As I type, this time last year we were well into Lent. Easter moves about because it (and the Jewish festival of Passover) is based on the cycle of the moon, whereas Christmas stays fixed because it depends on the sun. There have been arguments for giving Easter a fixed point. For the moment we move from the very early Easter of 2018 to the late one of 2019.
Lent starts on Ash Wednesday, March 6. There will be many opportunities to use this 40-day period (together with its Sundays) to establish or re-establish patterns of prayer, lifestyle and action. This has been a feature of the Christian life from the earliest days of the church, when Jesus’s forty days in the wilderness were used as an example of giving up everything that would hinder his public ministry, struggling with everything that could lead him off the path he was called to follow, and taking on the patterns which would sustain his relationship with his Father.
At its simplest level, Lent is a good time to give up something on which you know you rely, or just do without thinking. Each time you reach out a hand or turn your mind to that thing, knowing you have given it up is a reminder of your dependence on God alone. I’m not so sure that giving up something for vanity’s sake is really in the Lenten spirit though – more of a temptation in itself. And Lent is a good time to take on a habit that will deepen your spiritual life. It has been interesting to observe secular versions of this, like “dry January”. Giving yourself a specific period to do, or not do, something, is now part of wider culture.
So what might you do? Taking time each day to stop, reflect, read the Bible and pray, would be a good start. The Church of England is offering new resources for this. “Lent Pilgrim” is a 40-day series of reflections based on the Beatitudes in Matthew 5, available in booklet form and as an app for smartphones. The booklets are available in church, and we will be using the reflections at Morning and Evening Prayer in church. Another discipline you could take on is to come to one of those services, at 9 or 5 Monday to Saturday in the Lady Chapel.
Lent is also a time to study together. Churches Together in Hampstead offers study groups for the six weeks of Lent, and this year will be using the Church of England’s “Pilgrim” material.
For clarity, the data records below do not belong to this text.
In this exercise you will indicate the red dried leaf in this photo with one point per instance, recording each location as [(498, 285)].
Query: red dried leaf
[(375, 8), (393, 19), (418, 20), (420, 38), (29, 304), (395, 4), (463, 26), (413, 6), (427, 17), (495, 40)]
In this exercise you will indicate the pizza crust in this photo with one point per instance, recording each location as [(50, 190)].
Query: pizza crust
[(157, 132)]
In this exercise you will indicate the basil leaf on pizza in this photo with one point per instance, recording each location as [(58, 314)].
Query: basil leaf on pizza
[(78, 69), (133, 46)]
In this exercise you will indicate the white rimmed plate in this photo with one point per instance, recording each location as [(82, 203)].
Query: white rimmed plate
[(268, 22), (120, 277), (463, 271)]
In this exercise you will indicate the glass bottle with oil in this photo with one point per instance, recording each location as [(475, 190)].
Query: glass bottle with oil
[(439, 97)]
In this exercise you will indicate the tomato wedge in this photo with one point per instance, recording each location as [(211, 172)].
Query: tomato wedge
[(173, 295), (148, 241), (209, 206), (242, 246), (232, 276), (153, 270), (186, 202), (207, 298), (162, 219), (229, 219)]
We will be looking at the Creeds, and there will be daytime and evening groups from the week beginning March 10. Sign up sheets will be in church from Sunday March 3.
Another Lent discipline is to make worshipping together a priority, and perhaps to come to a service you are unfamiliar with. Our normal pattern continues, with one exciting addition. On the Sundays of Lent in March there will be a service of Compline at 9.30 pm, in the choir stalls. Compline is the ancient night prayer of the church, the last words before the day ended. The service will be reflective, and will last around 20 minutes.
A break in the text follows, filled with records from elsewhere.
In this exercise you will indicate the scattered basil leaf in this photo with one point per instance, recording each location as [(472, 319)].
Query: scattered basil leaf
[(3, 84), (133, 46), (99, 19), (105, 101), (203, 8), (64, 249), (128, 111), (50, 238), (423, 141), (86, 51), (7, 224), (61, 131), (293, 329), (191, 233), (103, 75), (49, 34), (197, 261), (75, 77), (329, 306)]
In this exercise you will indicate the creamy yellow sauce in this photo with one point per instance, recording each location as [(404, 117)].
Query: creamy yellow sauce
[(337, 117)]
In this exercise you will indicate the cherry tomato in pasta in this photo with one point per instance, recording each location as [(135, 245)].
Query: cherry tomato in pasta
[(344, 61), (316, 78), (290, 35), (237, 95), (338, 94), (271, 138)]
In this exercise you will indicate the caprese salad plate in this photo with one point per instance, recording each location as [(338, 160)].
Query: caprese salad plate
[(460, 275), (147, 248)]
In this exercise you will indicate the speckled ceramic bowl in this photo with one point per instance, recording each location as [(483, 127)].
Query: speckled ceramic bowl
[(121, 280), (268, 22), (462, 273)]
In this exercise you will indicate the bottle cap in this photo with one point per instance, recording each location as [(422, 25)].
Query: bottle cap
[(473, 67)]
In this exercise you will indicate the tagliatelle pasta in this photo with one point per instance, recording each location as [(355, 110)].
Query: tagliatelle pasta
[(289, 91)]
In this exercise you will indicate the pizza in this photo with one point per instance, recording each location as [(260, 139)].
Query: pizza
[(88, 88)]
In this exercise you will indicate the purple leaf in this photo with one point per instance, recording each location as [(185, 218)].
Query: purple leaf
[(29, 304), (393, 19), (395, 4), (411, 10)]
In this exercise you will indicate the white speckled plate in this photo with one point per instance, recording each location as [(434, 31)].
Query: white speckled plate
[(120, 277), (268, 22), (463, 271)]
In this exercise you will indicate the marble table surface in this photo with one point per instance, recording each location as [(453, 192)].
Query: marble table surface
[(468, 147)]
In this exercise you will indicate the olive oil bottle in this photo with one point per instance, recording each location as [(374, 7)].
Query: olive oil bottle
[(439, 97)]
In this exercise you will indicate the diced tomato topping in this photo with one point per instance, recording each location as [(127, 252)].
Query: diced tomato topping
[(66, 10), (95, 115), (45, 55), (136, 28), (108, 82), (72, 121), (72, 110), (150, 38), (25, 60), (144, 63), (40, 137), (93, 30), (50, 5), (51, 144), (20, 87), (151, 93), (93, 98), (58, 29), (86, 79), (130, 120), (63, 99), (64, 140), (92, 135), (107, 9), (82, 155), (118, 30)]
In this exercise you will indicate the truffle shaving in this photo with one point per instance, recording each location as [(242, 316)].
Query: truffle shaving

It will be for the April Magazine to elaborate on Passiontide, Holy Week and Easter. But please put in your diaries a series of events including the Junior Church Passion Play and the Bach St Matthew Passion on Sunday April 7, The Narrow Road, a passion play performed by the Riding Lights Theatre Company on Tuesday April 9, and the Dream of the Rood, an Anglo Saxon poem about the Cross, read In translation!) on Saturday April 13 and Tuesday April 16, leading into Palm Sunday and Holy Week.
There is every opportunity then to pursue what the prayer calls “a holy Lent”. I, like you, have had a little longer in 2019 to get ready for it. I hope you’ll join me in making the most of all it offers.